# A3, Shadowgun Broke, But Riptide Got Fixed?



## trueno92 (Oct 17, 2011)

oddly, the menus now when starting riptide seem to be working fine. broke shadow gun however.
ver 1.0 and ver 1.04


----------



## Larry94 (Oct 21, 2011)

He is right. Shadowgun is completely screwed now. Guess its time to update to the all devices version.


----------



## trueno92 (Oct 17, 2011)

doesn't help, note i mentioned ver 1.04.


----------



## vsawri (Nov 18, 2011)

yeah, I'm having some problems with some other gameloft games too that worked fine in 2, but suddenly have missing textures in 3 or are very slow. But the ones that are working, are faster. Lmao. Win some, lose some.


----------



## Larry94 (Oct 21, 2011)

I fixed it. Enable the 1st and 3rd option in CF3D and its fine. Version 1.0 THD.


----------



## defiantj3 (Oct 10, 2011)

Larry94 can you explain in more detail. I went into the per app setting and I am assuming the 1 one is under the default and 2 below that and it didn't work can you tell us which option you enabled?


----------



## KaliKot (Nov 13, 2011)

vsawri said:


> yeah, I'm having some problems with some other gameloft games too that worked fine in 2, but suddenly have missing textures in 3 or are very slow. But the ones that are working, are faster. Lmao. Win some, lose some.
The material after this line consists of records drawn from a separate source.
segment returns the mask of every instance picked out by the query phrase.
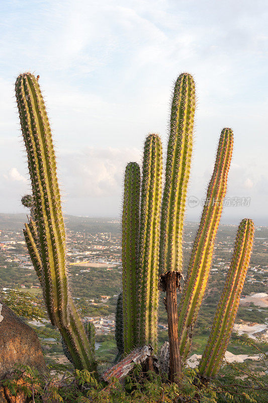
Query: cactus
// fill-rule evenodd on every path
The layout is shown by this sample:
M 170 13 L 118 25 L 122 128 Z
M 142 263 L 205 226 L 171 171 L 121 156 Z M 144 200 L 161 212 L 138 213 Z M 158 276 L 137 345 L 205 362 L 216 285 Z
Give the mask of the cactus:
M 127 165 L 122 214 L 122 262 L 125 353 L 138 344 L 137 295 L 140 173 L 136 162 Z
M 90 342 L 91 351 L 95 351 L 95 335 L 96 330 L 94 324 L 90 321 L 84 322 L 83 326 L 85 330 L 85 333 Z
M 186 359 L 191 348 L 192 332 L 207 285 L 214 241 L 226 191 L 233 137 L 230 129 L 222 130 L 214 170 L 190 258 L 187 280 L 180 301 L 178 329 L 181 355 L 183 360 Z
M 182 272 L 182 235 L 190 175 L 195 109 L 195 87 L 192 76 L 181 74 L 174 88 L 163 193 L 159 270 Z
M 254 235 L 251 220 L 244 219 L 238 227 L 232 261 L 220 298 L 209 340 L 199 363 L 200 375 L 214 376 L 220 369 L 226 350 L 250 254 Z
M 177 335 L 176 289 L 182 277 L 182 236 L 190 175 L 196 99 L 192 76 L 176 80 L 171 104 L 170 131 L 166 156 L 165 182 L 161 213 L 159 287 L 166 292 L 170 380 L 181 373 Z
M 31 220 L 26 224 L 26 242 L 52 324 L 60 331 L 75 366 L 95 371 L 93 352 L 69 293 L 55 153 L 44 101 L 34 76 L 27 73 L 18 77 L 16 95 L 34 200 L 34 223 Z
M 158 254 L 162 191 L 162 145 L 158 136 L 149 135 L 145 143 L 139 231 L 138 279 L 139 344 L 157 344 Z
M 117 362 L 124 354 L 124 316 L 123 313 L 123 293 L 117 298 L 115 312 L 115 340 L 118 354 L 115 359 Z

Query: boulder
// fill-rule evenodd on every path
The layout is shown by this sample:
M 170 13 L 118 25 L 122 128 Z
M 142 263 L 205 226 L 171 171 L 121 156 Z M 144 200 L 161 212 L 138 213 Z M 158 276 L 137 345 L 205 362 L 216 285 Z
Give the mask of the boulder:
M 35 368 L 41 373 L 46 370 L 36 332 L 7 305 L 0 303 L 0 380 L 10 377 L 18 364 Z M 11 403 L 13 397 L 9 395 L 6 388 L 1 387 L 0 403 Z M 16 401 L 22 402 L 25 398 L 18 396 Z

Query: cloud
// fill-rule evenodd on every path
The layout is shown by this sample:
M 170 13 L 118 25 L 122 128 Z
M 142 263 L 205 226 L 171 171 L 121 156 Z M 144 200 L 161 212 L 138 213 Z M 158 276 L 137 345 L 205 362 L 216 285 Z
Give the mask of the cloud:
M 125 167 L 130 161 L 139 162 L 135 149 L 87 147 L 61 153 L 60 176 L 66 198 L 116 196 L 120 198 Z
M 22 175 L 21 175 L 17 168 L 12 168 L 9 171 L 7 175 L 4 174 L 3 176 L 4 178 L 8 180 L 18 181 L 24 182 L 27 182 L 27 179 L 25 178 L 24 176 L 23 176 Z

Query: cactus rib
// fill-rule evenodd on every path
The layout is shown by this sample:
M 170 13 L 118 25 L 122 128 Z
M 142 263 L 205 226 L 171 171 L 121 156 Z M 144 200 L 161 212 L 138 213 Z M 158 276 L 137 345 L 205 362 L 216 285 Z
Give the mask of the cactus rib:
M 123 293 L 118 295 L 115 312 L 115 340 L 118 351 L 116 362 L 124 354 L 124 315 L 123 313 Z
M 16 95 L 28 155 L 38 234 L 38 243 L 35 243 L 42 263 L 41 284 L 48 314 L 61 333 L 76 367 L 95 370 L 93 352 L 68 294 L 65 234 L 55 153 L 44 101 L 34 76 L 27 73 L 18 77 Z M 29 229 L 26 226 L 28 238 L 30 232 L 34 235 Z M 27 240 L 30 245 L 34 237 Z
M 137 345 L 137 263 L 139 227 L 140 173 L 139 165 L 130 162 L 125 175 L 122 215 L 122 281 L 125 353 Z
M 162 145 L 149 135 L 144 144 L 139 232 L 139 344 L 157 344 L 158 253 L 161 195 Z
M 195 108 L 192 76 L 183 73 L 175 83 L 171 104 L 160 238 L 160 274 L 182 272 L 182 235 L 190 175 Z
M 238 309 L 240 296 L 250 255 L 254 235 L 251 220 L 241 222 L 224 288 L 219 301 L 209 340 L 199 363 L 199 373 L 206 377 L 218 372 L 226 350 Z
M 180 303 L 178 329 L 181 354 L 183 360 L 186 359 L 191 348 L 192 331 L 207 285 L 215 239 L 226 191 L 233 138 L 231 129 L 222 130 L 214 170 L 194 243 L 187 280 Z

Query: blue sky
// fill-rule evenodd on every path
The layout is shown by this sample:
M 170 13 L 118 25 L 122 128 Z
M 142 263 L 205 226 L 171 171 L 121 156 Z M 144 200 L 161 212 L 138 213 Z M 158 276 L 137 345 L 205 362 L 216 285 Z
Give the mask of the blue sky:
M 0 211 L 24 211 L 30 189 L 14 98 L 20 73 L 40 76 L 64 211 L 120 214 L 124 167 L 149 132 L 168 135 L 173 83 L 196 83 L 189 195 L 205 196 L 223 127 L 235 143 L 225 209 L 268 225 L 268 5 L 263 1 L 92 0 L 1 3 Z M 200 208 L 188 209 L 197 219 Z

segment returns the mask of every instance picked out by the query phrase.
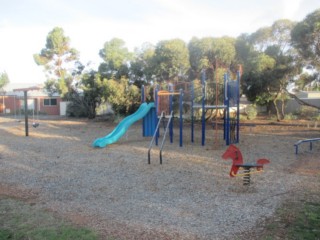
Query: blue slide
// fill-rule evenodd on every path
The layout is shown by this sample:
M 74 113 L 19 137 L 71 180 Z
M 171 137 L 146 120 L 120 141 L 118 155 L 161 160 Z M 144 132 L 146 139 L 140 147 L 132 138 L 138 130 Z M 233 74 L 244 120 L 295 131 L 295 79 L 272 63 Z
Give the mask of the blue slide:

Which gameloft games are you referring to? would be helpful for the topic


----------



## vsawri (Nov 18, 2011)

dungeon hunter 2 was one of them, it seems that in alpha 2 all the textures in these gameloft games was forced at 16bit quality even if you picked 32bit in chainfire 3d. that seemed to be the problem as i see it. I did some back and forth testing so i'm pretty sure as I see very visible color and dithering differences. using alpha 3, i forced the quality of textures at 16bit and all games that worked in alpha 2 work again.


----------



## treybarnes66 (Nov 16, 2011)

Vol dwn + pwer.

Sent from my Galaxy Nexus using Tapatalk 2


----------



## rohan (Oct 10, 2011)

treybarnes66 said:


> Vol dwn + pwer.
> 
> Sent from my Galaxy Nexus using Tapatalk 2


Way to bump a 6 month old thread...


----------